Involvement of the CX3CL1 (fractalkine)/CX3CR1 pathway in the pathogenesis of acute graft-versus-host disease.

Abstract

This study investigated the role of cytokines and chemokines in aGVHD incidence and severity in 109 patients who underwent reduced-intensity conditioning allogeneic stem cell transplantation (HSCT). Among the 42 cytokines tested at d 0 HSCT, only CX3CL1 levels at d 0 HSCT were significantly associated with Grades II-IV aGVHD development (P = 0.04). Increased levels of CX3CL1 at d 20-30 and 50 post-HSCT were also significantly associated with aGVHD (P = 0.02 and P = 0.03, respectively). No such association was found before the conditioning regimen or at d 100-120 post-HSCT. As the receptor for CX3CL1 is CX3CR1, the number of CX3CR1(+) cells was determined by flow cytometry.

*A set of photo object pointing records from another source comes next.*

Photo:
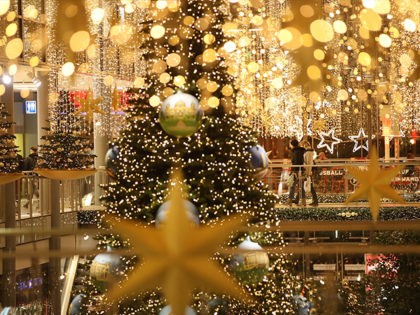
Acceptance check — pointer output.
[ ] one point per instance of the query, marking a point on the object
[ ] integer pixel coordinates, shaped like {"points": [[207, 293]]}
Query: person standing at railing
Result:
{"points": [[308, 158], [297, 174]]}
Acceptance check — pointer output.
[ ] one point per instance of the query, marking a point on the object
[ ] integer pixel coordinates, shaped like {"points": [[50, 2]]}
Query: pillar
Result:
{"points": [[8, 282], [42, 117], [54, 269], [100, 149]]}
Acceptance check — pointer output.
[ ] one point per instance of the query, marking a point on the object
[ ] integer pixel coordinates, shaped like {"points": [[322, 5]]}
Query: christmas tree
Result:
{"points": [[68, 144], [9, 162], [184, 46]]}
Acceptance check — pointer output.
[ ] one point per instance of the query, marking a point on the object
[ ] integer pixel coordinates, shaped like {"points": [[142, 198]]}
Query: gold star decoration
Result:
{"points": [[374, 184], [176, 256], [89, 105]]}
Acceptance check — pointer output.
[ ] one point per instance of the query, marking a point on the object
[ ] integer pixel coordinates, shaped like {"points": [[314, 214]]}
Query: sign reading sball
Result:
{"points": [[180, 115], [259, 161]]}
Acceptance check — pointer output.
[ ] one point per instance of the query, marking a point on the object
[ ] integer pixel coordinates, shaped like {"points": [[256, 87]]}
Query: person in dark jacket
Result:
{"points": [[30, 161], [297, 158]]}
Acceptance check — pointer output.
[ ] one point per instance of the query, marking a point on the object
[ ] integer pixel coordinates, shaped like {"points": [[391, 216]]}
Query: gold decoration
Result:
{"points": [[89, 105], [374, 184], [176, 256]]}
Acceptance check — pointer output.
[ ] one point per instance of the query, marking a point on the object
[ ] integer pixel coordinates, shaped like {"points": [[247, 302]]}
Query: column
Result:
{"points": [[42, 117], [9, 195], [54, 268], [100, 149]]}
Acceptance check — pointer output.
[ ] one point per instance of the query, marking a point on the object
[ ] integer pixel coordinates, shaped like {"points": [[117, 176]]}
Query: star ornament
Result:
{"points": [[324, 142], [359, 142], [176, 256], [374, 184]]}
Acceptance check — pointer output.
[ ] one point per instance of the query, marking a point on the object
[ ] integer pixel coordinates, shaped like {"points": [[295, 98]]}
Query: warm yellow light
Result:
{"points": [[364, 59], [161, 4], [4, 6], [385, 40], [306, 11], [307, 40], [24, 93], [322, 31], [173, 40], [12, 69], [213, 102], [34, 61], [159, 66], [14, 48], [319, 54], [313, 72], [108, 80], [11, 29], [11, 16], [244, 41], [277, 83], [164, 78], [173, 60], [188, 20], [382, 6], [212, 86], [209, 39], [253, 67], [79, 41], [154, 101], [227, 90], [410, 25], [284, 35], [342, 95], [370, 20], [340, 27], [157, 31], [97, 15], [209, 55], [139, 83], [67, 69], [229, 46], [369, 4], [179, 80]]}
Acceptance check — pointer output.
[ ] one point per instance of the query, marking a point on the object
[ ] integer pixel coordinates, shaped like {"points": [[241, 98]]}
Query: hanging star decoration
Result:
{"points": [[374, 184], [115, 101], [331, 135], [359, 142], [176, 256], [89, 105]]}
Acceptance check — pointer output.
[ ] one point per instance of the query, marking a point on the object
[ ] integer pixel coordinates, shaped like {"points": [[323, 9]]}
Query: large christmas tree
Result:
{"points": [[184, 48], [67, 145], [9, 162]]}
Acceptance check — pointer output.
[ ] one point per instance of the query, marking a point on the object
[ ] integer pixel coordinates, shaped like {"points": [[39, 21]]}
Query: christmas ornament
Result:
{"points": [[176, 256], [76, 304], [192, 212], [374, 184], [252, 266], [180, 115], [259, 161], [110, 158], [168, 311], [104, 268]]}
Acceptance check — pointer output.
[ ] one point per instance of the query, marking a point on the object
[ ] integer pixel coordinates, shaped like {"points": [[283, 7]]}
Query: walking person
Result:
{"points": [[308, 157], [297, 153]]}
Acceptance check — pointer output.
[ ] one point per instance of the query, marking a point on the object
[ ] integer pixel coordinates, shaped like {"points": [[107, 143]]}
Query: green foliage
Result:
{"points": [[9, 162]]}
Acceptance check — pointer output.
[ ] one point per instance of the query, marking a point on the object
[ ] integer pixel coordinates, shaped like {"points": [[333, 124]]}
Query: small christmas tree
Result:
{"points": [[9, 160], [68, 144]]}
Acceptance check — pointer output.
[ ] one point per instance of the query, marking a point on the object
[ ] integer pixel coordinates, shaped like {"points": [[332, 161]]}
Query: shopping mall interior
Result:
{"points": [[209, 157]]}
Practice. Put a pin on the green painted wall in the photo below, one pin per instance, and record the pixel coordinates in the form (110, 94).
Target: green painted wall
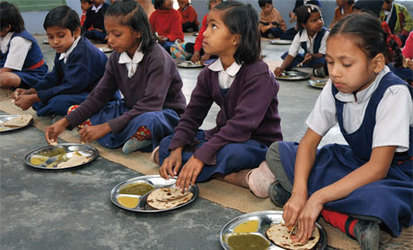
(37, 5)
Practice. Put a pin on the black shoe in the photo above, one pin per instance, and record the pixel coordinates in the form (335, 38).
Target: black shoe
(367, 234)
(278, 195)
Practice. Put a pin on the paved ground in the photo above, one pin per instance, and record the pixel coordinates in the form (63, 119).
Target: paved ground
(72, 209)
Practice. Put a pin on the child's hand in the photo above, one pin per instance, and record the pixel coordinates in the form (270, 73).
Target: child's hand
(171, 164)
(53, 131)
(92, 133)
(278, 71)
(306, 220)
(189, 173)
(25, 101)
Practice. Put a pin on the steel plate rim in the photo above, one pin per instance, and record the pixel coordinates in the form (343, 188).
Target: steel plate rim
(15, 128)
(94, 156)
(323, 233)
(145, 177)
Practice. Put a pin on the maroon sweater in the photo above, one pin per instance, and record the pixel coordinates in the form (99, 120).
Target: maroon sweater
(156, 85)
(248, 111)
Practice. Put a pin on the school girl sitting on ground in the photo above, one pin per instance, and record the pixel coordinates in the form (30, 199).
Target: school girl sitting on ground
(147, 77)
(246, 91)
(78, 66)
(93, 28)
(167, 23)
(21, 60)
(367, 184)
(310, 39)
(189, 16)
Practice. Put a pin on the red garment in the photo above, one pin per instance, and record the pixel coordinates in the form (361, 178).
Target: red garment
(168, 24)
(200, 37)
(408, 47)
(189, 15)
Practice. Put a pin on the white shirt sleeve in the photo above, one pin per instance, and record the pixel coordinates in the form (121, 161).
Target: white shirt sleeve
(323, 45)
(393, 118)
(295, 45)
(19, 47)
(323, 115)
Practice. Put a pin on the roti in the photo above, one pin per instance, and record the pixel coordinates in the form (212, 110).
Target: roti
(17, 122)
(166, 198)
(280, 235)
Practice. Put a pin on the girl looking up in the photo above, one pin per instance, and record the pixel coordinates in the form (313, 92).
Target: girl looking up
(147, 77)
(246, 91)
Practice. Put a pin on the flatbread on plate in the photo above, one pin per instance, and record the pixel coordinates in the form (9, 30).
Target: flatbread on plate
(166, 198)
(17, 122)
(280, 235)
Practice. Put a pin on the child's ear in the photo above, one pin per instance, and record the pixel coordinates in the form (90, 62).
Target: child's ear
(378, 63)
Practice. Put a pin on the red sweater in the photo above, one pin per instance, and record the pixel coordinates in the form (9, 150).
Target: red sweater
(200, 37)
(189, 15)
(167, 23)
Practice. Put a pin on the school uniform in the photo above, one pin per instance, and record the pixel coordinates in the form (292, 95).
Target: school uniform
(246, 124)
(303, 44)
(95, 17)
(381, 115)
(74, 75)
(152, 91)
(21, 53)
(189, 18)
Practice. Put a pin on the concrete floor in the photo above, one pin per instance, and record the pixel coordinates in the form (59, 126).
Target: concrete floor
(72, 209)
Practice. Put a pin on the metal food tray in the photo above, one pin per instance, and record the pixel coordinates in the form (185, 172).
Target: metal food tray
(4, 118)
(293, 75)
(157, 182)
(86, 150)
(265, 220)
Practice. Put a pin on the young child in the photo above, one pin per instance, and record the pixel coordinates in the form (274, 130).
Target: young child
(235, 81)
(147, 77)
(78, 66)
(398, 18)
(167, 23)
(93, 27)
(344, 8)
(271, 24)
(85, 5)
(368, 182)
(21, 60)
(197, 52)
(189, 16)
(311, 39)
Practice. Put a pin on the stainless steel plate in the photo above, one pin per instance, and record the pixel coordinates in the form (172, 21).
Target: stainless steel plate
(293, 75)
(189, 64)
(280, 42)
(319, 84)
(265, 220)
(69, 148)
(4, 118)
(157, 182)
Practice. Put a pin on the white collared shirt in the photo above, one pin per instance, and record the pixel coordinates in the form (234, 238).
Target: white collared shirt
(225, 76)
(393, 117)
(96, 9)
(304, 37)
(131, 64)
(18, 50)
(63, 56)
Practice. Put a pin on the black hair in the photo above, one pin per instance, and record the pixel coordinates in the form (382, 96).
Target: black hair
(242, 19)
(62, 16)
(367, 30)
(158, 4)
(262, 3)
(131, 14)
(304, 12)
(10, 17)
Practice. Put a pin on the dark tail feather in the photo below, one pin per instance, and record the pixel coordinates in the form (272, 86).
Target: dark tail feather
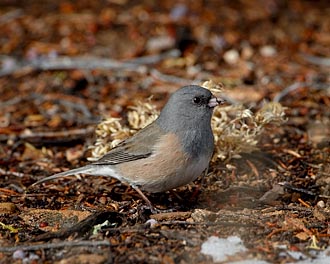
(85, 169)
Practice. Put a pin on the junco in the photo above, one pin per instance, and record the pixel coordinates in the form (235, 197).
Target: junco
(170, 152)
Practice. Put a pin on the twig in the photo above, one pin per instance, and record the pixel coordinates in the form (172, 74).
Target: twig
(316, 60)
(152, 59)
(170, 78)
(56, 134)
(82, 62)
(82, 243)
(80, 228)
(288, 90)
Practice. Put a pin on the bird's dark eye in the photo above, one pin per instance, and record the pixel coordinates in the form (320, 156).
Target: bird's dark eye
(197, 100)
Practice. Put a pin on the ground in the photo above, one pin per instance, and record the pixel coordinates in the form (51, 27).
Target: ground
(275, 198)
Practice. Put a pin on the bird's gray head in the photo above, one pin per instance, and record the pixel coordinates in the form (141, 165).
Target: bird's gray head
(189, 107)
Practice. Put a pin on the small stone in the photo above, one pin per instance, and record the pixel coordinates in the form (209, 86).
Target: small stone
(268, 51)
(8, 208)
(321, 204)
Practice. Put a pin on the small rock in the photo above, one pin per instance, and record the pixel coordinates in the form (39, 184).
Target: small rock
(268, 51)
(8, 208)
(231, 56)
(321, 204)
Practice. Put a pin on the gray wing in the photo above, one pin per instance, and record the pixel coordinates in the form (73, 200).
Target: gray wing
(139, 146)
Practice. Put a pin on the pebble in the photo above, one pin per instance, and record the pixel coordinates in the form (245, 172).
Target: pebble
(267, 51)
(231, 56)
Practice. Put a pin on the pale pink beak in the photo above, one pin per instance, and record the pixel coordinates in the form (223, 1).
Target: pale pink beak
(214, 101)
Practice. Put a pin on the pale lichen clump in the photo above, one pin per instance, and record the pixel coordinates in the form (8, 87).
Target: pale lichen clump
(235, 128)
(111, 131)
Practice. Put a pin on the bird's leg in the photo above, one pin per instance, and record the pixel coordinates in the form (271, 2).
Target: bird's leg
(205, 172)
(152, 208)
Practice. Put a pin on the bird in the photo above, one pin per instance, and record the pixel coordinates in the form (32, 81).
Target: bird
(170, 152)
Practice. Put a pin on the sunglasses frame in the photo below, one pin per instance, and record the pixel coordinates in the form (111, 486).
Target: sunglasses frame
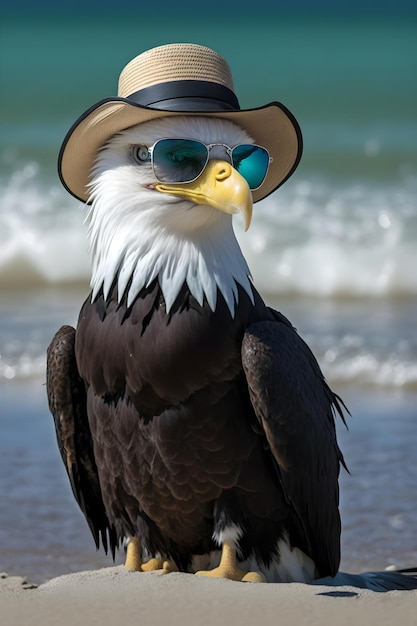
(208, 147)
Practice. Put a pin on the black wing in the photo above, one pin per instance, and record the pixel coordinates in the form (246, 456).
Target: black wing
(67, 403)
(296, 410)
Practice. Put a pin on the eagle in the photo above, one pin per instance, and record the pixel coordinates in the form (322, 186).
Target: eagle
(195, 425)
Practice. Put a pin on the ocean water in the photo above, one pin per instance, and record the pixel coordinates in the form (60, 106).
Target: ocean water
(334, 249)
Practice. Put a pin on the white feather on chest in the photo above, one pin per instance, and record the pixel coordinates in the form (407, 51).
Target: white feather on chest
(138, 234)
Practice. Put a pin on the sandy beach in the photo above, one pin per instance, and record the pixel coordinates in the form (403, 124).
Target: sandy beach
(116, 596)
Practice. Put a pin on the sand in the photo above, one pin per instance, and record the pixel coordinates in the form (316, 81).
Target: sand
(115, 596)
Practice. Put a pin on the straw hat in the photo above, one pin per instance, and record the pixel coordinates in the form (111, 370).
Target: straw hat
(177, 79)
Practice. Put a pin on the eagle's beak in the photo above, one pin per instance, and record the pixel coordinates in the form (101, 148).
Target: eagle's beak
(220, 186)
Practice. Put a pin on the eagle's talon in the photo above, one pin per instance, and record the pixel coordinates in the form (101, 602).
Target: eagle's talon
(134, 562)
(229, 569)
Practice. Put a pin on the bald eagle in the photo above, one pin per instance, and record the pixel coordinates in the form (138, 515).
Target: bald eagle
(194, 423)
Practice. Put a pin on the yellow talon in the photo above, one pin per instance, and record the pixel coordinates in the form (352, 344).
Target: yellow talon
(134, 562)
(228, 568)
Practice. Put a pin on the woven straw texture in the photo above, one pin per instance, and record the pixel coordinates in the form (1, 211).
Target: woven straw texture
(174, 62)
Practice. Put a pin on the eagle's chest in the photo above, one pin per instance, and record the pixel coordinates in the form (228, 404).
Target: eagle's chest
(158, 358)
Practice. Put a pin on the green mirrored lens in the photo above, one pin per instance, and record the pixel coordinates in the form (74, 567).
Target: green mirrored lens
(252, 163)
(178, 160)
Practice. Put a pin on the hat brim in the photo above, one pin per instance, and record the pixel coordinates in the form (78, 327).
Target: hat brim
(271, 126)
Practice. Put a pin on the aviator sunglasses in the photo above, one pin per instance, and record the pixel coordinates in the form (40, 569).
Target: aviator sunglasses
(183, 160)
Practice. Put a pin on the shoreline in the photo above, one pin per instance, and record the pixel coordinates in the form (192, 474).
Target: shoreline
(114, 595)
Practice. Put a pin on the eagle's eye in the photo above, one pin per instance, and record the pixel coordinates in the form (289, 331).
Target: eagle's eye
(141, 154)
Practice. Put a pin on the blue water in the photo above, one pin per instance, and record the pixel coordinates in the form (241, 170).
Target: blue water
(334, 248)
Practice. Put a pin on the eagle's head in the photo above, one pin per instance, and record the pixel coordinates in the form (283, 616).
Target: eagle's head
(142, 228)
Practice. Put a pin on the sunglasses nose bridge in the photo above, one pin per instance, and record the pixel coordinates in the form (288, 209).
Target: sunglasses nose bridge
(219, 151)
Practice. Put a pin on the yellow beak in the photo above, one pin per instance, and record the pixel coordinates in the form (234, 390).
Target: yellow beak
(220, 186)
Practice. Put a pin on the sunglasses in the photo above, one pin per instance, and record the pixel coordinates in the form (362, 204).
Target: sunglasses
(183, 160)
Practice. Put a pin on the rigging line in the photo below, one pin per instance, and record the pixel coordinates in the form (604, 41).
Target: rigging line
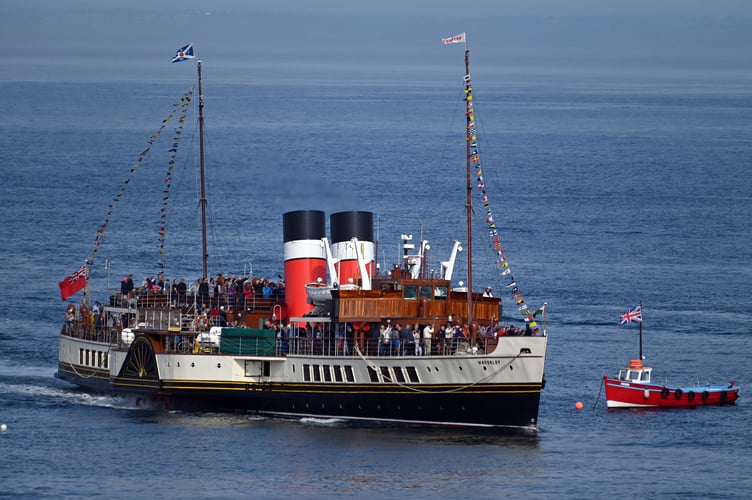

The CX3CR1(+)CD8(+) T cell proportion was significantly higher in patients with aGVHD than those without aGVHD (P = 0.01). To investigate the distribution of the CX3CL1/CX3CR1 axis in the anatomic sites of aGVHD, CX3CL1 and CX3CR1 levels were studied by use of an in situ immunohistochemical analysis on GI biopsies of patients with intestinal aGVHD. CX3CL1 expression was increased significantly in the epithelial cells and mononuclear cells of the lamina propria. CX3CR1(+) mononuclear cells were identified in close contact with epithelial cells. These findings strongly suggest the implication of the CX3CL1/CX3CR1 axis in the pathogenesis of aGVHD.